ESG, which stands for Environmental, Social and Governance, covers a wide range of criteria that investors and society at large increasingly expect public and private bodies to take into account in their daily activities. ESG is not new. It has existed for decades, if not centuries under various forms. The roots of responsible investing might be traced back to Christian and Muslim groups who built investment portfolios that conformed with their ethical and religious values.
But Socially Responsible Investing (SRI) really took off from the 1960s on, when major events pushed public opinion to shun certain sectors or even countries. The Vietnam war, the Three Miles Island nuclear incident and apartheid in South Africa were among the issues that exercised many investors’ conscience.
The denomination ‘ESG’ was coined in the 2000s as part of the United Nations Global Compact, which aimed to encourage the integration of such issues into capital markets. The idea that consciously responsible firms might actually increase shareholder value more than their peers also emerged at the time, as illustrated by the UN report ‘Who Cares Wins’.
What gets measured gets managed
Yet the entire investment industry – and individual investors – needed convincing. Moving towards sustainable and responsible practices required a robust, data-filled ESG framework. This was needed to demonstrate how ESG-tilted investments had performed in the past, and to provide a yardstick for the future as well.
The jury is still out on whether ESG-based investments have delivered outperformance in recent years. Despite numerous studies and meta-studies that concluded ESG criteria did indeed help investments outperform (or “generate alpha”), some argue that this is actually due to other factors known to generate above-market returns, such as ‘quality’ . Yet, the mere proof that responsible investing does not come at the expense of financial performance has been enough to stimulate interest.
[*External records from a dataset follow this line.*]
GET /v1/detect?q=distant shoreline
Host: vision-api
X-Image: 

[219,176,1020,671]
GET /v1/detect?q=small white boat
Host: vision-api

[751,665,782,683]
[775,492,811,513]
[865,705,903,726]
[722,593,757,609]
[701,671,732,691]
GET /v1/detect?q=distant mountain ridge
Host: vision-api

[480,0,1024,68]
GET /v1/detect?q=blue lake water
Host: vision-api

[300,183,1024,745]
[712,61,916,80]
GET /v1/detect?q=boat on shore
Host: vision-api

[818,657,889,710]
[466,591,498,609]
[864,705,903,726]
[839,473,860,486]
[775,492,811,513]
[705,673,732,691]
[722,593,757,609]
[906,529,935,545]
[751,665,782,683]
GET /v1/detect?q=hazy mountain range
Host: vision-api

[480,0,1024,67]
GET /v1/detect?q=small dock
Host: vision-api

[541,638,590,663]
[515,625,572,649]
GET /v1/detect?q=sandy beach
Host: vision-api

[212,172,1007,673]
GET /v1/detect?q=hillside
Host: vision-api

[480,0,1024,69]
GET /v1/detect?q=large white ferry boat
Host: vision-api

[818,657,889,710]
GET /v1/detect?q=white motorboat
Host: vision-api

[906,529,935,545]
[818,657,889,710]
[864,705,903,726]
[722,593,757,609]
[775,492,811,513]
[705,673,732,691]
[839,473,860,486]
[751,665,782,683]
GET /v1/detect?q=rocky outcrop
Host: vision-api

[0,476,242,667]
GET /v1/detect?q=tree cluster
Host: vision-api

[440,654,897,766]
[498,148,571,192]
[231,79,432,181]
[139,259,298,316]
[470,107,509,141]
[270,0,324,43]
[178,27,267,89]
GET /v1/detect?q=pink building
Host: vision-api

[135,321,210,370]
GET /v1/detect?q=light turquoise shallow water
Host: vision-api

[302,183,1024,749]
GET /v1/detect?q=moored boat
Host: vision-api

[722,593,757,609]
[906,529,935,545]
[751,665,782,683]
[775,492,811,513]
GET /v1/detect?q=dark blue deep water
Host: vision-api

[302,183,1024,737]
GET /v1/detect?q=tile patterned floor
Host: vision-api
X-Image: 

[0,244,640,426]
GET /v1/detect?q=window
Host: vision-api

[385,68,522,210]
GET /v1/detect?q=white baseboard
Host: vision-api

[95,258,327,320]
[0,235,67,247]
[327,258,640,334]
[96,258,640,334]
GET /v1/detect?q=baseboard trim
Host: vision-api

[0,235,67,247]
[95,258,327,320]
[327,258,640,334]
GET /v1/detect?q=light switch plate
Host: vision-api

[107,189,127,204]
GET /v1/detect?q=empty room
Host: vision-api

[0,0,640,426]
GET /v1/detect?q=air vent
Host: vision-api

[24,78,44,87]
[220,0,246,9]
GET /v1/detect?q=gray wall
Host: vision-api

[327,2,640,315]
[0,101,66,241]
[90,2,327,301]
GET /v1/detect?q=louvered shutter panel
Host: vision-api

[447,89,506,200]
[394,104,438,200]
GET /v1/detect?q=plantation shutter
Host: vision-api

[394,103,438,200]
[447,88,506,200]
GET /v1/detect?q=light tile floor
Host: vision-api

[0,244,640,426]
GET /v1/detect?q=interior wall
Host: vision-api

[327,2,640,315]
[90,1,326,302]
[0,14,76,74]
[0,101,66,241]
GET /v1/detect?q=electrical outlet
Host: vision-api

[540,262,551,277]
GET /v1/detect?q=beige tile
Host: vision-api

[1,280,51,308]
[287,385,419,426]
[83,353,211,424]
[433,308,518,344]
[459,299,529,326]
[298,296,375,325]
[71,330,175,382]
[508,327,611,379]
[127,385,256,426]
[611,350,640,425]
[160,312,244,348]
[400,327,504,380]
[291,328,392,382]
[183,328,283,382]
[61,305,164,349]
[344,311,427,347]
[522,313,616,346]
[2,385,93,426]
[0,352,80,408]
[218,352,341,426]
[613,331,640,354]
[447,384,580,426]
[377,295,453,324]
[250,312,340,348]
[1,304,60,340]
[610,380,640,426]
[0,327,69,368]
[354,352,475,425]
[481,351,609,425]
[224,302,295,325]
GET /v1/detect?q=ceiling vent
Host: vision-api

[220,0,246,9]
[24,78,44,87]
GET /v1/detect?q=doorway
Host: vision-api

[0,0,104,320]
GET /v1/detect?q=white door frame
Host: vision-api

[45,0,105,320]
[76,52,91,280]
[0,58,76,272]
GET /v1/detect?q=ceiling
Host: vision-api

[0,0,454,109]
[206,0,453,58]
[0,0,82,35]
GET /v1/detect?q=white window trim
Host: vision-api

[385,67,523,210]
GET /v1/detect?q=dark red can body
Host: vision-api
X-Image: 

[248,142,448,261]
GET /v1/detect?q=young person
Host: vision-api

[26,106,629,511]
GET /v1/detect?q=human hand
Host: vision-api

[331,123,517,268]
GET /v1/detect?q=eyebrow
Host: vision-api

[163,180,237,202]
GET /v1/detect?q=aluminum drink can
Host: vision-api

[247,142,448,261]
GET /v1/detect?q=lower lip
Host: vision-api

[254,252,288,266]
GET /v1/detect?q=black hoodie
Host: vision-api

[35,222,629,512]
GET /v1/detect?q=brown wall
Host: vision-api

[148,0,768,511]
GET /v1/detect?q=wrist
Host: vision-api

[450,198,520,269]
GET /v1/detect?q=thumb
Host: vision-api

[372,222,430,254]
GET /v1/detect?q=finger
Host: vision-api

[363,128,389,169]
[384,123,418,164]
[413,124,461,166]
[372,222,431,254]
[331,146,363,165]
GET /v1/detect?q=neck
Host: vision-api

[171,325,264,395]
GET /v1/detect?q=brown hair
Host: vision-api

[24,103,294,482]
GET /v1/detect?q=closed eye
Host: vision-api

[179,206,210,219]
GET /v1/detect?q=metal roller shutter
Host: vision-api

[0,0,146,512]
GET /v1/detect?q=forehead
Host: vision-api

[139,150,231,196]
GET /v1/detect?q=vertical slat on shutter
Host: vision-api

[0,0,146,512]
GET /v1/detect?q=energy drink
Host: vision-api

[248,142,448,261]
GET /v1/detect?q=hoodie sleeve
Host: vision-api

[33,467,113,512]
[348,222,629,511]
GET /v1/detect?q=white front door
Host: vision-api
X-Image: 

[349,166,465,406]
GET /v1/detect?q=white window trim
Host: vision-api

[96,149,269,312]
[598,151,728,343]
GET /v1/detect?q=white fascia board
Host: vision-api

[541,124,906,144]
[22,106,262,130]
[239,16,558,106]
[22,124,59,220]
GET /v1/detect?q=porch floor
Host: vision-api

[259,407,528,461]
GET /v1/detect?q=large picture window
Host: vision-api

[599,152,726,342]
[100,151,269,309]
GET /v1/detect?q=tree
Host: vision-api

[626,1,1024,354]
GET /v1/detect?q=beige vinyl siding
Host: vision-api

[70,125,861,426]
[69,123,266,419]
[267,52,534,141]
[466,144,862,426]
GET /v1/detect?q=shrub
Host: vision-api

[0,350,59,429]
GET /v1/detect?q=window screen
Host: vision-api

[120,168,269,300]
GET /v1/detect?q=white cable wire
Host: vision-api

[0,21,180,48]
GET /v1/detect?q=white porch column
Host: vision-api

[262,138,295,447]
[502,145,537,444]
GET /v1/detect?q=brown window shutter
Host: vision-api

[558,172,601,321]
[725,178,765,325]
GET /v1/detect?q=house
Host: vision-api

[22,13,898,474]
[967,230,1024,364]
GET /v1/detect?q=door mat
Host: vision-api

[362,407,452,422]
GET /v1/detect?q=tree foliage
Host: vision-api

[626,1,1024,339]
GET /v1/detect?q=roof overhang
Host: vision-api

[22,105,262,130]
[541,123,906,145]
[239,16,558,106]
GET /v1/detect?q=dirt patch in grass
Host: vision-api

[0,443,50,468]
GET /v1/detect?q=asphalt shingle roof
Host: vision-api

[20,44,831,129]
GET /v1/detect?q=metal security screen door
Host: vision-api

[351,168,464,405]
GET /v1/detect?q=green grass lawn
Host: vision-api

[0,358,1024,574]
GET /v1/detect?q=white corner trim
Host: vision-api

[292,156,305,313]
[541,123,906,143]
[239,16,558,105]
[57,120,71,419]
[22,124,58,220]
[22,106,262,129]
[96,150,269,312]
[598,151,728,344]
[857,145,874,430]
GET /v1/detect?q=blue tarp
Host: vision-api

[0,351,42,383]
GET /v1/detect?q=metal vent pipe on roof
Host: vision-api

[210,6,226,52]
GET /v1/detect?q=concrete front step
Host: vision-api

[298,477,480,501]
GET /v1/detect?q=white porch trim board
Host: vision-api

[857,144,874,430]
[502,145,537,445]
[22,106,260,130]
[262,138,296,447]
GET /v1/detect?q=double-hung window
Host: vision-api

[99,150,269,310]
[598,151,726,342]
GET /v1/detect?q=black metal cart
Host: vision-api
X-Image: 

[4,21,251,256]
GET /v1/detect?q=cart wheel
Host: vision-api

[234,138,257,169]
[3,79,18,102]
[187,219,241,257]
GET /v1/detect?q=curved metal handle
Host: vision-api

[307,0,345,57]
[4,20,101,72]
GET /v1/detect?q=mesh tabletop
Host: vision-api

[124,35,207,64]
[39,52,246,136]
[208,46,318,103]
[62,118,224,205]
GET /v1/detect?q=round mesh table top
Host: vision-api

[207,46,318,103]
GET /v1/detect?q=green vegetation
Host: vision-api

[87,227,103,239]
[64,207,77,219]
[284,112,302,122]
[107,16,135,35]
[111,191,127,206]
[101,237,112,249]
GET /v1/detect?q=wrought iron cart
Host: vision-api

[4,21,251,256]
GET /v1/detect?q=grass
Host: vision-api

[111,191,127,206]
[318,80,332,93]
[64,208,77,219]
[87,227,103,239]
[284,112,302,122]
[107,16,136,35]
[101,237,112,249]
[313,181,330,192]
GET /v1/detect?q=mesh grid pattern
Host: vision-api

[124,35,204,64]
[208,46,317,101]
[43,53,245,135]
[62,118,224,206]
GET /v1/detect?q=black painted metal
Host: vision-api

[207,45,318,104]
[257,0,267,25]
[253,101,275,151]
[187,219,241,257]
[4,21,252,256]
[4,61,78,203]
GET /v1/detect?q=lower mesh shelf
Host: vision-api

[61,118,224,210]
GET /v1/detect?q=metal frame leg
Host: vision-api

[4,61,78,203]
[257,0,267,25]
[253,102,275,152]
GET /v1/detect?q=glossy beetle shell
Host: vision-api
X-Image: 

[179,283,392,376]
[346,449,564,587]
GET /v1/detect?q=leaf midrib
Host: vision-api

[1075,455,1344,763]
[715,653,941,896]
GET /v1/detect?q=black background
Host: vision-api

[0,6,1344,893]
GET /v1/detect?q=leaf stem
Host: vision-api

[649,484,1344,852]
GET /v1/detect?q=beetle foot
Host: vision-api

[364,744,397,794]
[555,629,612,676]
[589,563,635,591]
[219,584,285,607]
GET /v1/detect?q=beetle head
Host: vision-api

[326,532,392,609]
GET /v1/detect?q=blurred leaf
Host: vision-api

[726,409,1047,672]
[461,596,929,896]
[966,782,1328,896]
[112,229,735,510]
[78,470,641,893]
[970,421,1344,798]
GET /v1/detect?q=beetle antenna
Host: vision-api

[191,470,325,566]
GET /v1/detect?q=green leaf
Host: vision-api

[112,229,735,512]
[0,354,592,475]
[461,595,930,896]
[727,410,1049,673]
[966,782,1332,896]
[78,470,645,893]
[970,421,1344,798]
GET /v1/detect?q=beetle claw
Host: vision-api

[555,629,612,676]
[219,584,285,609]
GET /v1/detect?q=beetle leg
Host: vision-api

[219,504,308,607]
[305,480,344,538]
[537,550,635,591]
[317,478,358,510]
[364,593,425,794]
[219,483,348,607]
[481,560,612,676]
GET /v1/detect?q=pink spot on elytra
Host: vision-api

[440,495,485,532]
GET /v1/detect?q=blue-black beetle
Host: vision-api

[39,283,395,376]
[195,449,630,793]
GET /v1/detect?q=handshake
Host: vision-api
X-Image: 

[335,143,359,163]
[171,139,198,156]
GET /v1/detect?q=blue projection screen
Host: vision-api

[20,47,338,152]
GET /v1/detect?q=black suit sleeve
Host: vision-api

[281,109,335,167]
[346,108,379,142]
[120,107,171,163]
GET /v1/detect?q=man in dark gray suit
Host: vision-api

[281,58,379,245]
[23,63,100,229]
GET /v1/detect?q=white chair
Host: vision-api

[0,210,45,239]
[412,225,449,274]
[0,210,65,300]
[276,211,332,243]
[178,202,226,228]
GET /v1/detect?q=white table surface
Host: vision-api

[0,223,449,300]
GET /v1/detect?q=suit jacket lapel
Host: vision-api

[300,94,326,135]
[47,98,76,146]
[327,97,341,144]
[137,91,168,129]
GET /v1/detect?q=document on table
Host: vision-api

The growth of ESG investments has also been helped by regulatory initiatives to prevent ‘greenwashing’ and provide a level-playing field for responsible investments. As the most advanced and largest market (with 50% of all ESG funds worldwide), Europe has spearheaded ESG regulation such as the Sustainable Finance Disclosure Regulation (SFDR) or the green taxonomy.
Helped by public awareness and official initiatives, ESG-related offerings have grown massively in recent years. The Global Sustainable Investment Association estimates that ESG assets surpassed $35trn in 2020 to account for a third of global assets under management.
Chart: Sustainable investment assets as a share of total managed assets (2020)
Proper integration remains a major challenge
Despite the growing body of data and the openness of the investment community, proper integration of ESG criteria into the investment process remains a challenge.
Indeed, work still needs to be done to ensure that ESG factors are fully taken on board by clients, investment managers and investment targets.
There are also shortcomings in existing data. ESG covers a wide range of topics (some highly technical) that still need to be standardised. This is why the International Sustainability Standards Board (ISSB) was created, with the aim to mirror the work of the International Accounting Standards Board (IASB) on accounting practices.
A third, and even greater challenge stems from the complexity and non-binary nature of ESG matters. As always, the devil is in the detail, and simply excluding ‘bad’ issuers is unlikely to result in significant progress towards making an investment ‘responsible’. This is why we, at Pictet, emphasise the role of engagement in our ESG policy.
Finally, the methodologies used to integrate ESG criteria into investment decisions are still in their infancy for some asset classes. While equities were among the first assets to be scrutinised through the ESG lens, work still needs to be done on many others such as government bonds, not to say private markets.